INTERNAL CONTROL RPT 2 famanagementresponse2020.htm MANAGEMENT RESPONSE LETTER

Management Response and Remediation on Identified Material Weakness 

  

Evaluation of Disclosure Controls and Procedures. The registrant maintains disclosure controls and procedures that are designed to provide reasonable assurance that information required to be disclosed in the registrant’s filings under the Securities Exchange Act of 1934, as amended (the “Exchange Act”), and the Investment Company Act of 1940, as amended (the “Company Act”), is recorded, processed, summarized and reported within the time periods specified in the rules and forms of the Securities and Exchange Commission. Such information is accumulated and communicated to the registrant’s management, including its principal executive officer (“PEO”) and principal financial officer (“PFO”), as appropriate, to allow timely decisions regarding required disclosure.
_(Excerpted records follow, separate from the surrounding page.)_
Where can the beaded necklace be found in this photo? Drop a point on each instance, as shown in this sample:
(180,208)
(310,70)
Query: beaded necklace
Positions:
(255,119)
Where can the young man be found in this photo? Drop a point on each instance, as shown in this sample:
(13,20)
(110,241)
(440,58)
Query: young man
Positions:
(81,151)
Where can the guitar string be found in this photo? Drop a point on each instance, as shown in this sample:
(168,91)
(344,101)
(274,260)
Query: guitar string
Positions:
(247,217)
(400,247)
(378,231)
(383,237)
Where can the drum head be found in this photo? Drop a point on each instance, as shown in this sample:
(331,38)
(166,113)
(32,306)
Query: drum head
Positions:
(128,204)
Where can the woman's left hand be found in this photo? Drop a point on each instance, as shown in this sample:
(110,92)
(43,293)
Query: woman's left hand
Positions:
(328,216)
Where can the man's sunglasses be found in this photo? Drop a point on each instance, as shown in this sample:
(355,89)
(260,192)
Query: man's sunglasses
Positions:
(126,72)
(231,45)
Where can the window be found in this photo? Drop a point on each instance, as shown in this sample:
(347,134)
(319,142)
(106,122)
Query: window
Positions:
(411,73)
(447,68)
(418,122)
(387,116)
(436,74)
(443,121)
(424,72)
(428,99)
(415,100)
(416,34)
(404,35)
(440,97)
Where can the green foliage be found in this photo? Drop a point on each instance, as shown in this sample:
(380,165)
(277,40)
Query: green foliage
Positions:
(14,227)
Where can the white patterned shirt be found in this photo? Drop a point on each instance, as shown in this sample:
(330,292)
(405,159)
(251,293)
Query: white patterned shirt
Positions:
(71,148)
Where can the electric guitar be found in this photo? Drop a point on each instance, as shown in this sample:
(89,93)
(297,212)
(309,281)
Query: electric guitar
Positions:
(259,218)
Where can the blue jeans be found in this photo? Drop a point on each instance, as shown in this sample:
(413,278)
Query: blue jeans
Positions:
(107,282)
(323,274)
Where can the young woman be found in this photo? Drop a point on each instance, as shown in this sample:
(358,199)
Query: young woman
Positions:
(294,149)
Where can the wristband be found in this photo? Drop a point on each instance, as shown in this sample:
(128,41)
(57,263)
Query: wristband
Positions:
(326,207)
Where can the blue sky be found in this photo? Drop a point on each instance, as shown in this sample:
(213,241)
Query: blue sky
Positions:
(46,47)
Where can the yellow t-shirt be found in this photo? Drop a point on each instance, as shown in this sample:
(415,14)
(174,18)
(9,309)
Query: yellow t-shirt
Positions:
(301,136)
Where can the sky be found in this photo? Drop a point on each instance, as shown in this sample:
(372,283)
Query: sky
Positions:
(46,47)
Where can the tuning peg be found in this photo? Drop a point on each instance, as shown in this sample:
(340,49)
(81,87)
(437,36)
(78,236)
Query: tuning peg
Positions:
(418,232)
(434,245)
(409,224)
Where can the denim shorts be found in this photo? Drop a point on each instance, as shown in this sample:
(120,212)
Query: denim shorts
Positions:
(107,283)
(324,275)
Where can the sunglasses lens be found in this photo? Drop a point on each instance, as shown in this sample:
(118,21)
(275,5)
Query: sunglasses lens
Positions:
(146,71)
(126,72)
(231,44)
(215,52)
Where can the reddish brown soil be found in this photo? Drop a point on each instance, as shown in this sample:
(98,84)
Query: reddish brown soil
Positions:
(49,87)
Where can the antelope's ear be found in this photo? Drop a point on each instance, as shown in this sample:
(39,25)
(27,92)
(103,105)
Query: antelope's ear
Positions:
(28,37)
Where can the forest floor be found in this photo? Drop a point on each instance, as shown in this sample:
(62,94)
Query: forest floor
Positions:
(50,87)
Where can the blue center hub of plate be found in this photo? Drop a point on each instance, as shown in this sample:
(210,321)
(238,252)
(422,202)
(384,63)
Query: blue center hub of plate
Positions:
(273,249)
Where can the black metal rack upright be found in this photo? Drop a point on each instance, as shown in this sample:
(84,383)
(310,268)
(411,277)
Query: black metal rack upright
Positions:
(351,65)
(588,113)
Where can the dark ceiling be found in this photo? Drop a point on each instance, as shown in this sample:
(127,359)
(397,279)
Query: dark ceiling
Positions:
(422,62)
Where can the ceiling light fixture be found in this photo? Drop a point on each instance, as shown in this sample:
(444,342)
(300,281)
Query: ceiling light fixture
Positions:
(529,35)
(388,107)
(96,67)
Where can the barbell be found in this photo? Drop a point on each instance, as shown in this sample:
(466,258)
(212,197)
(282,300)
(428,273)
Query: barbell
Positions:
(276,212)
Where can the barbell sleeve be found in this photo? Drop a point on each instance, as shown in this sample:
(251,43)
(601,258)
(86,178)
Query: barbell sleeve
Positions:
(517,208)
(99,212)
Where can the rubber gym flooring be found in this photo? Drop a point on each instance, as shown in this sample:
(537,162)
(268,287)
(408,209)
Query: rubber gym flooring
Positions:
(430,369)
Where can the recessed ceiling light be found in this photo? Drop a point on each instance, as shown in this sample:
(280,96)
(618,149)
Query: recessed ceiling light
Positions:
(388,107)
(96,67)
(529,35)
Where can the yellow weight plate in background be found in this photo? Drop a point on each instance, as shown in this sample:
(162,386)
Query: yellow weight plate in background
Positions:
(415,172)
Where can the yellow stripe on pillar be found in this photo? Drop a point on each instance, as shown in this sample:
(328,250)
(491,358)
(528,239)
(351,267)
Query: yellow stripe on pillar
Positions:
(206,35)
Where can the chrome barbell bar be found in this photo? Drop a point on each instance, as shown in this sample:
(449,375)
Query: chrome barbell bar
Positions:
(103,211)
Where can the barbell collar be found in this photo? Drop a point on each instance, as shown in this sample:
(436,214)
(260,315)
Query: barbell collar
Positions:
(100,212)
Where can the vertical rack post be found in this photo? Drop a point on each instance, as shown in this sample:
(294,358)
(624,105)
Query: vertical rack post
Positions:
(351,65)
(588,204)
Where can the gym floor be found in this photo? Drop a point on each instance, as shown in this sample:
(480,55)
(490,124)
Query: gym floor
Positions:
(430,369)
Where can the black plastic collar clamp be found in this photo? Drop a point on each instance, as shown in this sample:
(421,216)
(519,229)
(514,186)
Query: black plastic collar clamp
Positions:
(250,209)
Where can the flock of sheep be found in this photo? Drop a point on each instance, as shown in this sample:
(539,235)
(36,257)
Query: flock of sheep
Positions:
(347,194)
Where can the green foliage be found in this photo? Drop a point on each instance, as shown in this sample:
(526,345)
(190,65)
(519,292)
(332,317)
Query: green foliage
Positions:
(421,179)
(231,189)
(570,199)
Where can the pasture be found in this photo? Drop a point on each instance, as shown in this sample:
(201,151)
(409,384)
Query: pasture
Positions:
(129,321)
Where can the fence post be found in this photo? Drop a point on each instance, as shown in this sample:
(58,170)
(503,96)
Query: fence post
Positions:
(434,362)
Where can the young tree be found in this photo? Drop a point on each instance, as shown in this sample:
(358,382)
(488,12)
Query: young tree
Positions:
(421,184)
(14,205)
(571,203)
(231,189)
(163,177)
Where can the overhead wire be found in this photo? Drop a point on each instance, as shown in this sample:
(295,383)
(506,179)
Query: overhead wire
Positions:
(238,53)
The registrant’s management, including the PEO and PFO, recognizes that any set of controls and procedures, no matter how well designed and operated, can provide only reasonable assurance of achieving the desired control objectives.   

  

Subsequent to the original filing of the registrant’s Form N-CEN for the fiscal year ended August 31, 2020, a material weakness in internal controls was identified regarding the over-issuance of authorized shares, which resulted in an overstatement in net assets reported in Government Obligations Fund’s financial statements for the fiscal year ended August 31, 2020. Management previously concluded that the registrant’s disclosure controls and procedures were effective as of August 31, 2020, but due to the identification that the over-issued shares should be treated as a liability, it was determined that a material weakness existed in the design of internal controls related to the registrant’s accounting for these over-issued shares. As a result, the registrant has since concluded that its disclosure controls and procedures were not effective as of August 31, 2020.  

  

A material weakness (as defined in Rule 12b-2 under the Exchange Act) is a deficiency, or a combination of deficiencies, in internal control over financial reporting such that there is a reasonable possibility that a material misstatement of the registrant’s annual or interim financial statements will not be prevented or detected on a timely basis.  

  

Remediation of Material Weakness in Internal Control over Financial Reporting. Following the identification and review of the matter described above, the registrant has enhanced the effectiveness of its controls and procedures related to the accounting for authorized shares.